DataLoad is parallel and its most efficient when loaded from s3 ,but s3 needs to have multiple flies.
Also data is replicated in redshift and when you instantiate 100 gb redshift cluster,you get raw 100 gb space without taking into account the replication.
Data when loaded goes directly into slave and it does not need to go through master.
Disk storage for each node/slave is split into # of vcpus.These are called as slices
Slave Nodes have two classification : 1)Dense Compute 2) Dense Storage
When you upload the files from s3 , the number of splits of files is ideal to be equal to the total number of slices in your aws redshift cluster.
Idea files size(post-compressed) between 1MB-1GB
Records are distributed in Redshift Nodes in on of the 3 types:
1)Even Distribution Type : Here the row counts is looked at and in round robin fashion ,data in distributed into different slices of the slave nodes.Values of the columns are not taken into consideration.This is good when you use all the rows while querying and not using this for any joining. 2)Key Distribution Type : Same Keys ie values that are of same column are put into together in one slice or in on node. 3)All distribution type : Whole data is loaded into every node.This is very slow. Use for small tables which will be used to join.
Now once i have launched a Redshift cluster .TO access that either i can use my computer and have sqlbench installed.
But i will try something different.I will launch a Ec2 cluster and attach Ec2 IAM Role Policy to have S3 and Redshift access to it.
Then i will ssh into ec2 using the pem file(key value pair) and then use ec2 instance to access s3 using aws cli or access redshift by installing pgsql .
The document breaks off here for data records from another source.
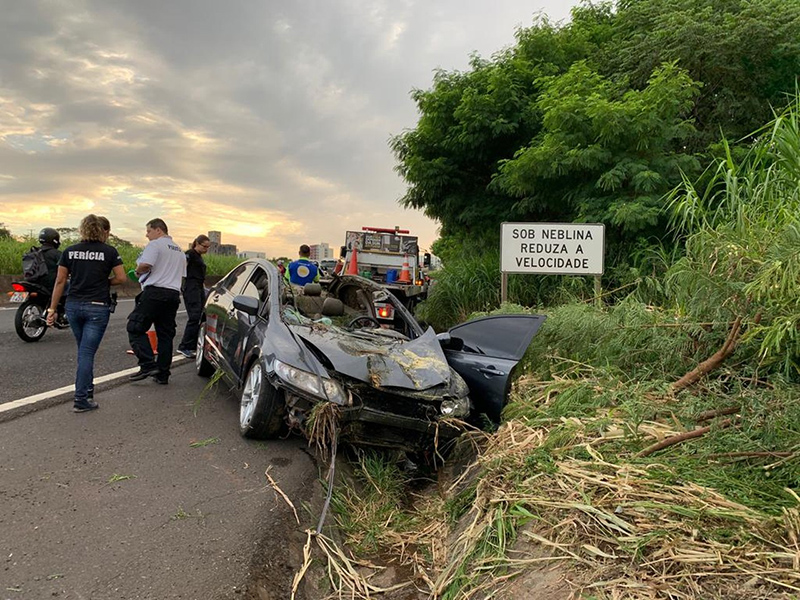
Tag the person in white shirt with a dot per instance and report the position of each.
(161, 269)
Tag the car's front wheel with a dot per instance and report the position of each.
(261, 409)
(201, 364)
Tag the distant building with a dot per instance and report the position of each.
(217, 247)
(321, 251)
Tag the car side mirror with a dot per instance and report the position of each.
(246, 304)
(448, 342)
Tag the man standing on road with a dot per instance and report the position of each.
(302, 270)
(194, 293)
(161, 269)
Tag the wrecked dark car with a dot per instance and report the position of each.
(352, 345)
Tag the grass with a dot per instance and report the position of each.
(205, 442)
(115, 478)
(698, 519)
(182, 515)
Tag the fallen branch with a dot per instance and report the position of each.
(714, 361)
(711, 414)
(677, 439)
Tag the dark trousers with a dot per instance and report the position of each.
(158, 307)
(193, 300)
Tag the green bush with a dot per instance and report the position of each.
(471, 283)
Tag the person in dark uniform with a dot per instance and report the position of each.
(87, 265)
(194, 294)
(50, 240)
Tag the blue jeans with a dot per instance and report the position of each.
(88, 322)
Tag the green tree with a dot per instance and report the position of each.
(595, 119)
(605, 153)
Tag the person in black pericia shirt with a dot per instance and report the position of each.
(88, 266)
(194, 294)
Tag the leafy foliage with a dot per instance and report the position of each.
(743, 242)
(595, 120)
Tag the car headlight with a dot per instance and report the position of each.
(459, 407)
(322, 387)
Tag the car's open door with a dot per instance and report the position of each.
(485, 351)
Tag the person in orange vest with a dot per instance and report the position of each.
(302, 270)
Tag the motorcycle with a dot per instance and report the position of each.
(30, 320)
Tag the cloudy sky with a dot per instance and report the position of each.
(266, 120)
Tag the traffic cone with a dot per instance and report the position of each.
(405, 273)
(352, 266)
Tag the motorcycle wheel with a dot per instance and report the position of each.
(29, 322)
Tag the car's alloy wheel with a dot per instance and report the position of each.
(29, 322)
(201, 364)
(261, 407)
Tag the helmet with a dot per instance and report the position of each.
(48, 235)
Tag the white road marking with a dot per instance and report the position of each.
(69, 388)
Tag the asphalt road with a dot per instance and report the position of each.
(31, 368)
(153, 496)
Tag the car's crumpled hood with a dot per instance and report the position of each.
(382, 362)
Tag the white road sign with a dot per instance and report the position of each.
(552, 248)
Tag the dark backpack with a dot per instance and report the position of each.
(34, 266)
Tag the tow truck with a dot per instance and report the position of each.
(382, 255)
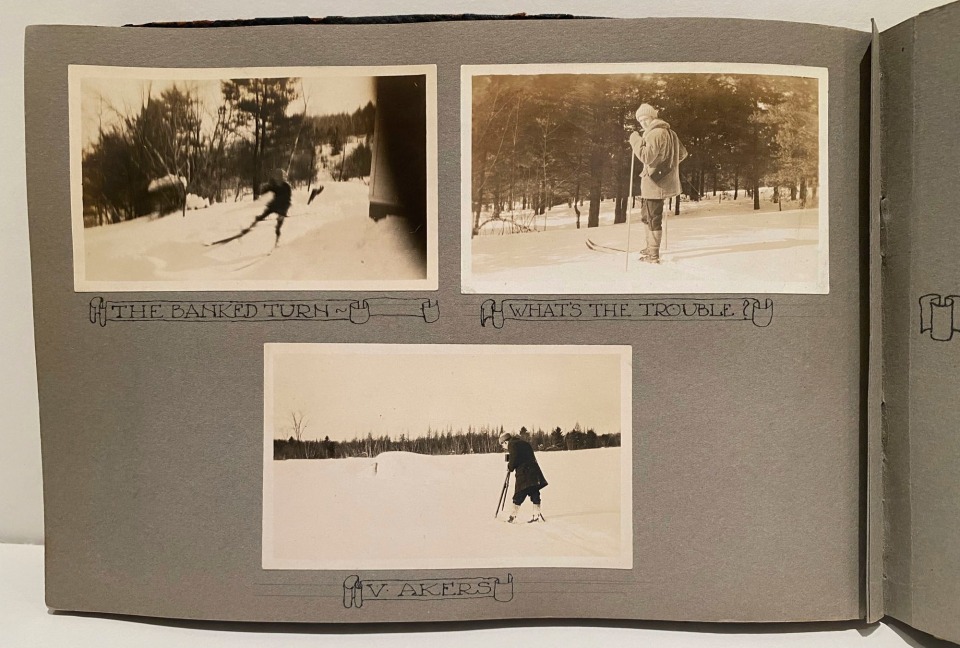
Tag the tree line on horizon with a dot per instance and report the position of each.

psql -h <redshift_end_point> -U <user> -d <dbname> -p 5439
CREATE TABLE part (
p_partkey INTEGER NOT NULL,
p_name VARCHAR(22) NOT NULL,
p_mfgr VARCHAR(6) NOT NULL,
p_category VARCHAR(7) NOT NULL,
p_brand1 VARCHAR(9) NOT NULL,
p_color VARCHAR(11) NOT NULL,
p_type VARCHAR(25) NOT NULL,
p_size INTEGER NOT NULL,
p_container VARCHAR(10) NOT NULL
);
\dt (to list tables)
\l (to list databases)
\d+ <tablename> (to describe table)
Load data from s3 to redshift:
**Make sure the user whose aws key id you using has s3fullaccess and redshiftfullaccess policy.
copy part from 's3://<>/redshiftdata/part-csv.tbl' credentials 'aws_access_key_id=<>;aws_secret_access_key=<>'
csv null as '\000';
copy part from 's3://<>/part-csv.tbl' credentials 'aws_access_key_id=<>;aws_secret_access_key=<>'
delimiter ('|')
null as '\000'
gzip
region 'us-east1'; // ie if s3 and and redshift are in different regions ,then mention the region of s3
AWS GLUE:
Its ETL Tool on AWS.
It has 3 main components :
1)Data Catalog : STores all the metadata related to your data.
2)Job Authoring : Helps in create Transformation Code.This generates code which we can modify also.We can bring our code also.
3)Job Execution : Based on time or we can do dependency.
AWS Glue Crawler can go through any data on s3 and create a data catalog.This can be used then by other services.